1) If imputing missing predictor values, shall I make use of the
criterion as well?
2) Is there a way to invoke transcan/impute (Harrells library hmisc) to
make probabilistic predictions rather than deterministic ones?
Here is an explanation why I ask:
Let's assume we have a model z~x+y and that all xyz be positively
correlated, but we don't know how much.
My basic understanding of missing value imputation is (assuming missing
at random) that missing value imputation should reproduce an unbiased
estimate of variances and covariances of xyz.
(a: fixed value)
Substituting missing x by mean of non-missing(x) should lead to downward
biased estimates of var(xx) and subsequently of var(xy) and also of
var(xz)
(b: random value)
Substituting missing x with (randomly choosen values of non-missing(x)

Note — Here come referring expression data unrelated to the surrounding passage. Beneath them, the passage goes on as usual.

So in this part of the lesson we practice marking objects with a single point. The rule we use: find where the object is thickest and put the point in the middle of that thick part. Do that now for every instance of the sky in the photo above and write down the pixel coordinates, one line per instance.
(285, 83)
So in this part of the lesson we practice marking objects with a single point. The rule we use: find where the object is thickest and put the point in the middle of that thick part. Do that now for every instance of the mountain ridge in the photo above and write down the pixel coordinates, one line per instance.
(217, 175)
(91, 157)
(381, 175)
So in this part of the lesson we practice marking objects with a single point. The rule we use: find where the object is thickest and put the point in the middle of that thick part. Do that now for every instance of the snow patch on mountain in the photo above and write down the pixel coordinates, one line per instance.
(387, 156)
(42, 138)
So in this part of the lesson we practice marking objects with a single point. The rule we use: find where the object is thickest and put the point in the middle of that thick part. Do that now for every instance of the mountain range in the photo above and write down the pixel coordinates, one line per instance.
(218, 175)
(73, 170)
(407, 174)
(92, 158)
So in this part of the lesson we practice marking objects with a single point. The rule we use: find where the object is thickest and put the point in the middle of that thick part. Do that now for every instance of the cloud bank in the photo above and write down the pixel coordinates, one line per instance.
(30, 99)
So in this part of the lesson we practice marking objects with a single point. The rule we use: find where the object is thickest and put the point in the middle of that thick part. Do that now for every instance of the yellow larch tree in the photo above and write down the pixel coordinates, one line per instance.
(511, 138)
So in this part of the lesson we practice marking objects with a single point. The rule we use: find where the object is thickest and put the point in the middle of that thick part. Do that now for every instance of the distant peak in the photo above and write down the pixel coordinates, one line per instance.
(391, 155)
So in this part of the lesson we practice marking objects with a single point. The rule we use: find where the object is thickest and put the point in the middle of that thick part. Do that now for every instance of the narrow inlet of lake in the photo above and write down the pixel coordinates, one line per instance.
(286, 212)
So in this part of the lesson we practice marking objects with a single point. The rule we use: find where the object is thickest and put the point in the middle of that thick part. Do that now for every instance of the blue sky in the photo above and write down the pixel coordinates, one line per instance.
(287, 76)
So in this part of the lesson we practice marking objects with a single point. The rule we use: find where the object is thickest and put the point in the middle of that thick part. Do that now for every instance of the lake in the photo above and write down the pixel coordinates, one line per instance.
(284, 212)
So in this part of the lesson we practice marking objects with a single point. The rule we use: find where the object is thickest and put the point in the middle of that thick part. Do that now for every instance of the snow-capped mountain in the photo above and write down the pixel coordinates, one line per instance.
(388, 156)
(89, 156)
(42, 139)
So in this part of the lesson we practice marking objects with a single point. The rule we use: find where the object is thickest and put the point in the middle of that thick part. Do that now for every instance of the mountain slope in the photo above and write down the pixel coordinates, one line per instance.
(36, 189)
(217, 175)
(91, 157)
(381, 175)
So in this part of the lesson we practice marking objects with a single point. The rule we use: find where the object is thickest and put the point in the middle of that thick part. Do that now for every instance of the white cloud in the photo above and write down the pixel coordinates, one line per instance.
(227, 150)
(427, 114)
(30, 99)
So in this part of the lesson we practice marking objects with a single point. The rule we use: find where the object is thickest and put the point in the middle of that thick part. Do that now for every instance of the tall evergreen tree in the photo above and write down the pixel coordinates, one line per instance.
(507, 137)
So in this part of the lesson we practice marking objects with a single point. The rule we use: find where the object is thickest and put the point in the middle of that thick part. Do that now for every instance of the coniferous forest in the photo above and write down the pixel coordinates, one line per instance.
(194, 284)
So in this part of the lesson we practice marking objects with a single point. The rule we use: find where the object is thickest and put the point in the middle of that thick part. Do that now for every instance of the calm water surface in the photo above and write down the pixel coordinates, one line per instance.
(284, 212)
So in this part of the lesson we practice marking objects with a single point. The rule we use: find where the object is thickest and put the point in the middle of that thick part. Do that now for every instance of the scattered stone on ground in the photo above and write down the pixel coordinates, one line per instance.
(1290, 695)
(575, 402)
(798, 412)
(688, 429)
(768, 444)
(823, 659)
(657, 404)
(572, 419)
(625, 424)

should estimate var(xx) unbiased, but should underestimate var(xy) and
also var(xz)
(c: transcan)
I tried substituting missing x with transcan/impute using y: imputed x
were a function of y *without* any disturbance term, i.e. while the
non-missing data may have CORxy=0.5 the substituted values have CORxy=1
(or close to), this obviously overstimates var(xy) and, if the criterion z
has been used to impute x's also overestimates var(xz).

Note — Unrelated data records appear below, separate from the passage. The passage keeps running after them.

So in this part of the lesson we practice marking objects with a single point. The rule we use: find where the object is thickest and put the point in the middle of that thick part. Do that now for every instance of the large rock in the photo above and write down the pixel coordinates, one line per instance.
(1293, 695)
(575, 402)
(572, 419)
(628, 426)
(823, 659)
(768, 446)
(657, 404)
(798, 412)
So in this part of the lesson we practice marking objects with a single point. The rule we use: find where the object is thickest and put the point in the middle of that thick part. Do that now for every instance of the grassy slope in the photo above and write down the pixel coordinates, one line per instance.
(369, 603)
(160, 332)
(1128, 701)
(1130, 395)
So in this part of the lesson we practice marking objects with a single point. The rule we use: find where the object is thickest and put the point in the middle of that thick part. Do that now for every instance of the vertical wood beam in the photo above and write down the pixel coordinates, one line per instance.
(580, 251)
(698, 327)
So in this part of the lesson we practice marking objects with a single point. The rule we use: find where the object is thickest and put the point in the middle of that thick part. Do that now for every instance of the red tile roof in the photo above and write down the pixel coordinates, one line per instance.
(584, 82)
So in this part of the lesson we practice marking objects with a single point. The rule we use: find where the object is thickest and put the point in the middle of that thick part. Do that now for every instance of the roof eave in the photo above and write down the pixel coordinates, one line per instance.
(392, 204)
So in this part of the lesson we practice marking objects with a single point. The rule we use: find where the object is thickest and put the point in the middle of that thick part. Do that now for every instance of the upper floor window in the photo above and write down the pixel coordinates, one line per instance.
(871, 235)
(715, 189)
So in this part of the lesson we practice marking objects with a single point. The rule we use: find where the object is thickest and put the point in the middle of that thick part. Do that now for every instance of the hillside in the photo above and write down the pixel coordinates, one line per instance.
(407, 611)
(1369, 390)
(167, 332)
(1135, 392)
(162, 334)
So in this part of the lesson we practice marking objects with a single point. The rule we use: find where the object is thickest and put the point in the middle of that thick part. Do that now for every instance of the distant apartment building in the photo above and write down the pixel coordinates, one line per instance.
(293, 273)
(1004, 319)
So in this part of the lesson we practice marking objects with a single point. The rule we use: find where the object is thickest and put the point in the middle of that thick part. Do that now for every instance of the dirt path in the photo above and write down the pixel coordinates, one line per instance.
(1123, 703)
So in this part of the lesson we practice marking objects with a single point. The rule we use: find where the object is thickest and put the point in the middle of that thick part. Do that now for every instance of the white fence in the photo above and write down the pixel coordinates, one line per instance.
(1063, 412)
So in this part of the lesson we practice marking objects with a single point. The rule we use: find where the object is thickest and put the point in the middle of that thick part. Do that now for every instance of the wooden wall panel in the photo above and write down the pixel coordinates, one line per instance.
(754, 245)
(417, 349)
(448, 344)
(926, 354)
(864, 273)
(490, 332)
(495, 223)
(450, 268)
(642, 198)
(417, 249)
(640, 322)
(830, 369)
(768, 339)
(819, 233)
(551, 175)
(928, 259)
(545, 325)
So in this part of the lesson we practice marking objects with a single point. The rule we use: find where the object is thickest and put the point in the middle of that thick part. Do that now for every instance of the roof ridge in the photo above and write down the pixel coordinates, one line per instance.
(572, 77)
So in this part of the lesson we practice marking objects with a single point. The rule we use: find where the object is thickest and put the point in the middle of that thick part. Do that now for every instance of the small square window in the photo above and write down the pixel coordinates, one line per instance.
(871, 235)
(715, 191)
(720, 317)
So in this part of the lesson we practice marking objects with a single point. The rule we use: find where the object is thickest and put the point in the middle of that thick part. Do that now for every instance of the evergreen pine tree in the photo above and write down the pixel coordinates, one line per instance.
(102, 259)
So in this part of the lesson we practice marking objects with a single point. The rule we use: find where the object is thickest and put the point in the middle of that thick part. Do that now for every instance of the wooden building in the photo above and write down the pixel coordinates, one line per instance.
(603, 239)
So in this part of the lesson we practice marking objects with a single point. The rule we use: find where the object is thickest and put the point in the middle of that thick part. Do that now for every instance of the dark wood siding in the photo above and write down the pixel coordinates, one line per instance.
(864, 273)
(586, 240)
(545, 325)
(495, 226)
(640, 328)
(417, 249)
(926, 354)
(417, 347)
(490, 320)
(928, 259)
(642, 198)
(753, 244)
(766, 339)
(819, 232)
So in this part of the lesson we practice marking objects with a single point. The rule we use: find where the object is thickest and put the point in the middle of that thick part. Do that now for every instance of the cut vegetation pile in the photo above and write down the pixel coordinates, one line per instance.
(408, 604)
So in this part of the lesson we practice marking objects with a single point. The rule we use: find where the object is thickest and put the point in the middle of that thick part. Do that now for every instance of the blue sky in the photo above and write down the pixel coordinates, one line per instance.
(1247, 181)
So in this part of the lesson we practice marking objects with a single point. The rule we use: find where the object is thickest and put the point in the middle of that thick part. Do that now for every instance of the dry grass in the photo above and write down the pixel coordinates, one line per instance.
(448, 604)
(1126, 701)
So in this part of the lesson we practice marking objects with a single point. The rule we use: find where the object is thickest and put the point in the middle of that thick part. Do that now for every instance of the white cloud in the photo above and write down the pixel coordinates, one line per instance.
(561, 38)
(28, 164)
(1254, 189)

So Transcan seems to perform a deterministic imputation using the
conditional *expectation* of x given all other variables. Maybe I'm
wrong, but I whish to have the missing values probabilistically imputed by
values randomly drawn from the conditional *distribution* of x given y and
(because of a. and b,) given z. So here are variations of my questions
again:
1) If imputing missing predictor values, shall I not make use of the
criterion as well?
2) Is there a way to invoke transcan/impute to make probabilistic
predictions rather than deterministic ones? Could I add a disturbance term
on my own? how? What is the state-of-the-art method in S+ for imputing
missing values?
Thank you for any help.
Best regards
Jens Oehlschlaegel